しかしながら、90年代から急速にはじまったデジタル化の波は、半導体をはじめとするあらゆる電子デバイスを標準化、共通化させてゆく。その流れの中にあっても、日本の電機メーカーはガラパゴスとも言うべき様相を見せ、自社技術にこだわり、日本のやり方に固執した。ガラパゴス化した日本の電機メーカーを主要得意客とする日本の半導体メーカーが、デジタル化時代の初動で遅れたのは当然のことだろう。半導体チップで言えば、日本勢が得意としていたASICが激減し、いまやASSPが80%を占めるという有様なのだ。

グローバル化の波に対しても、大きく立ち遅れた。IHSアイ・サプライジャパンの南川明副社長は、このシンポジウムにパネラーとして出席していたが、次のように鋭い発言をしている。「ITを買える新興国の中間所得層の人口は、2000年段階においてワールドワイドで6億人であった。しかし2010年には16億人に拡大し、2020年には30億人になると言われている。こうした状況下で日本の電気製品および半導体はマッチングしていない。要するに、この新興国のニーズを捉えきっていないのだ」。

この発言をもう少し噛み砕いて言えば、低所得の人たちに対するそこそこの価格、そこそこの機能を持った製品を日本は開発できていない。一方で、超高所得者層にフォーカスした高価格、最高品質のものを供給しているかといえばそうでもない。つまりは中途半端なのだ。躍進目覚ましいサムスンは、この間隙を狙って大成功した。つまり、日本製品それほど高くなく、かといって中国製品より安くはない。ある程度の品質と機能を揃え、かつデザインも素晴らしいとあっては日本勢がかなうわけもないのだ。
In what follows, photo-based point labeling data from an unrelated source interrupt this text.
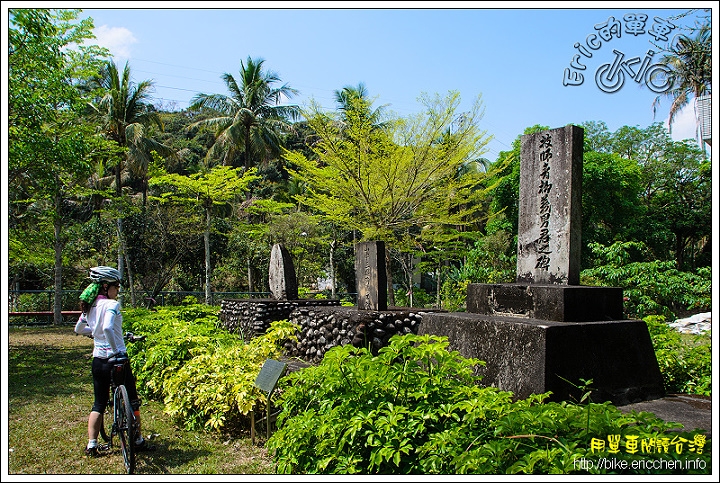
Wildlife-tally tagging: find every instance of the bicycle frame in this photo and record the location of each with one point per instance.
(124, 423)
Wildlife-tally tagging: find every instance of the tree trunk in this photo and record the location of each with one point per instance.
(208, 296)
(438, 300)
(57, 302)
(250, 278)
(388, 273)
(332, 269)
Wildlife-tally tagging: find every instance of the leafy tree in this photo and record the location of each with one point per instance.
(206, 190)
(385, 182)
(48, 144)
(251, 120)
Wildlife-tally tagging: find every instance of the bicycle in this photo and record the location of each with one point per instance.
(124, 424)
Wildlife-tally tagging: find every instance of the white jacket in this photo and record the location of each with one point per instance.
(104, 324)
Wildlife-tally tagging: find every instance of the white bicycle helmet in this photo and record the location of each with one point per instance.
(105, 274)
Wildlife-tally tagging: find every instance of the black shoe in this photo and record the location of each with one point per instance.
(92, 452)
(144, 446)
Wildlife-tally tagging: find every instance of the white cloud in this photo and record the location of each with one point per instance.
(117, 39)
(684, 124)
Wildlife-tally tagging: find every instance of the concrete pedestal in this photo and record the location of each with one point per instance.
(530, 356)
(561, 303)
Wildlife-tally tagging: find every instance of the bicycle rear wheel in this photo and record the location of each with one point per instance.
(106, 434)
(126, 427)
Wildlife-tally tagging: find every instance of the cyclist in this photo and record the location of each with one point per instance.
(101, 320)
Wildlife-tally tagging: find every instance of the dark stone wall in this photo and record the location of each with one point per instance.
(323, 324)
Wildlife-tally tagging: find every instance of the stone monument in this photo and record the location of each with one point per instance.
(546, 332)
(370, 275)
(281, 274)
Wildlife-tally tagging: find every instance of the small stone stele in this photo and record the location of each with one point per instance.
(282, 279)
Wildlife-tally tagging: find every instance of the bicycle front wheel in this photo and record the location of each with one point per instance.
(126, 427)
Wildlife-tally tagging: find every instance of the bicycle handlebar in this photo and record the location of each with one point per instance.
(129, 336)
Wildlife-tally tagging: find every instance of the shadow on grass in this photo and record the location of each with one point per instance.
(37, 373)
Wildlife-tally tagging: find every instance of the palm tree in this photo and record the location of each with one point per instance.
(688, 61)
(250, 121)
(123, 110)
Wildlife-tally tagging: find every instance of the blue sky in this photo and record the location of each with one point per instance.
(514, 57)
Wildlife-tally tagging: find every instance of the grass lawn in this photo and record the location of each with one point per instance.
(49, 399)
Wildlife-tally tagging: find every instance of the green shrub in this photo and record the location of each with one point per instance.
(203, 373)
(685, 360)
(417, 408)
(650, 287)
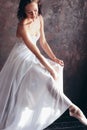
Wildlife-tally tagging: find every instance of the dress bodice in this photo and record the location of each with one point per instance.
(34, 38)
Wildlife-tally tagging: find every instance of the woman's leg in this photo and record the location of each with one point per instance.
(76, 112)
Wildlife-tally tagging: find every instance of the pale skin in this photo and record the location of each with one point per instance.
(33, 24)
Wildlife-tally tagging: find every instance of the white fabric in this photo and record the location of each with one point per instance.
(30, 99)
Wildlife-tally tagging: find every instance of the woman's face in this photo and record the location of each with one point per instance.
(31, 10)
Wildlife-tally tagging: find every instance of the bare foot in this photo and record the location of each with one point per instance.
(74, 111)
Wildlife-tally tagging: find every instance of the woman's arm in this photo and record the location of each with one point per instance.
(45, 45)
(25, 36)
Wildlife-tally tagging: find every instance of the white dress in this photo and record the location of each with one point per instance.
(30, 99)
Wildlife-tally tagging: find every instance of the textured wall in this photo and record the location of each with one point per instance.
(65, 27)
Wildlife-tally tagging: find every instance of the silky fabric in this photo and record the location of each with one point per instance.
(30, 99)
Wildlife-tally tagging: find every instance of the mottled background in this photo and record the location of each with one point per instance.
(66, 33)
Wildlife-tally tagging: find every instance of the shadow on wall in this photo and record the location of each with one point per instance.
(65, 28)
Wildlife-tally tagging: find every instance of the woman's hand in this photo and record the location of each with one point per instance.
(59, 61)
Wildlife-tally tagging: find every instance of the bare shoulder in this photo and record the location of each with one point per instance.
(21, 27)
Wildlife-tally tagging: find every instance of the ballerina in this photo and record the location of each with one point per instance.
(32, 91)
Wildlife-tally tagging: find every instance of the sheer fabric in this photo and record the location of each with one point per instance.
(30, 99)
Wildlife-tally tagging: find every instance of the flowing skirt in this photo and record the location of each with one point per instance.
(30, 99)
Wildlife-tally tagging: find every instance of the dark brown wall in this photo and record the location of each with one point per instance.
(65, 27)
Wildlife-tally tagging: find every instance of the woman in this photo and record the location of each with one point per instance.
(31, 85)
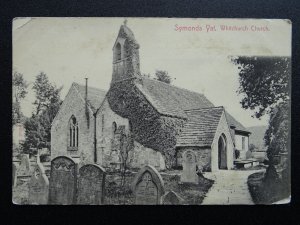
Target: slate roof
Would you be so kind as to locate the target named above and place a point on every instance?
(238, 125)
(200, 128)
(95, 95)
(171, 100)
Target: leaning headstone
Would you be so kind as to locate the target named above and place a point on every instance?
(189, 164)
(14, 175)
(38, 186)
(24, 167)
(171, 198)
(148, 186)
(63, 181)
(248, 154)
(91, 185)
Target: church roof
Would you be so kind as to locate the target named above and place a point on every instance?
(200, 128)
(238, 125)
(95, 95)
(171, 100)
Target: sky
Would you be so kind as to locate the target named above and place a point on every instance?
(70, 49)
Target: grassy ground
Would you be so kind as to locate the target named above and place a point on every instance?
(258, 167)
(191, 193)
(266, 192)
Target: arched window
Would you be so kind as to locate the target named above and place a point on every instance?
(118, 52)
(114, 129)
(73, 133)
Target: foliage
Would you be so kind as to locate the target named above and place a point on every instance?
(236, 153)
(163, 76)
(38, 126)
(264, 82)
(19, 93)
(126, 145)
(252, 147)
(46, 93)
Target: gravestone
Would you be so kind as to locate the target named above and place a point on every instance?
(24, 167)
(248, 154)
(148, 186)
(189, 164)
(91, 185)
(14, 175)
(38, 186)
(63, 181)
(171, 198)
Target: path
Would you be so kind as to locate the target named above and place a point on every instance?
(230, 188)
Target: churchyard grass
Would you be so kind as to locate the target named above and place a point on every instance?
(264, 193)
(116, 195)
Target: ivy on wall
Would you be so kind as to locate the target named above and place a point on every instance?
(149, 128)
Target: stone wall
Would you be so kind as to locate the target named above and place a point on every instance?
(73, 104)
(105, 119)
(203, 157)
(238, 145)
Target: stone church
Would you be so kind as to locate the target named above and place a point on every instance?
(163, 120)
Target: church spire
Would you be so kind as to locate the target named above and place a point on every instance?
(126, 61)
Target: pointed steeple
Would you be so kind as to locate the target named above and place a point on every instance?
(126, 61)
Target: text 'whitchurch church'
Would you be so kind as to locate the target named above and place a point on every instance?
(155, 121)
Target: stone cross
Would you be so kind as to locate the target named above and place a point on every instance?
(172, 198)
(38, 186)
(63, 181)
(148, 186)
(189, 164)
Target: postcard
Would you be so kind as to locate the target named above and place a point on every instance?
(151, 111)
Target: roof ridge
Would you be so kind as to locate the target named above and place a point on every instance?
(82, 85)
(171, 85)
(214, 107)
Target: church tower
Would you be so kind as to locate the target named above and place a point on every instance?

結果としていまや日本勢がトップシェアまたは2〜3番手のシェアを持つ製品は、えらく限られてしまった。それらはソニーが得意とする高機能CMOSセンサー、三菱電機がトップシェアを持つパワーIGBT、ルネサスが43%のシェアを持つ自動車向けマイコン、東芝が数量で世界一のNANDフラッシュメモリー、そしてエルピーダのDRAMなど、数えられるほどに少なくなってしまった。

半導体デバイスのを使うデジタル製品についても凋落は著しい。一例を挙げれば、テレビの世界シェアは2002年段階で日本勢が77%を握っていたが、2010年に至ってなんと28%まで一気に凋落する。とにもかくにもこれでは勝てない。

このシンポジウムにおいて、さまざまな意見が交換されたものの、どうやってニッポン半導体が再び抜け出すかという議論については、確たる結論が出なかった。しかしながら、ほんのり見えてくるものもあるのだ。それは、ITという成熟分野で戦う限り、日本勢が再び頂点に返り咲くことはないということだ。やはり焦点となるのは、今後の半導体の新アプリとして期待される環境エネルギー、医療産業、ロボットなどの分野で、最先行する技術と量産体制を整えることがやはり重要だろうとの指摘が多くの人からなされていた。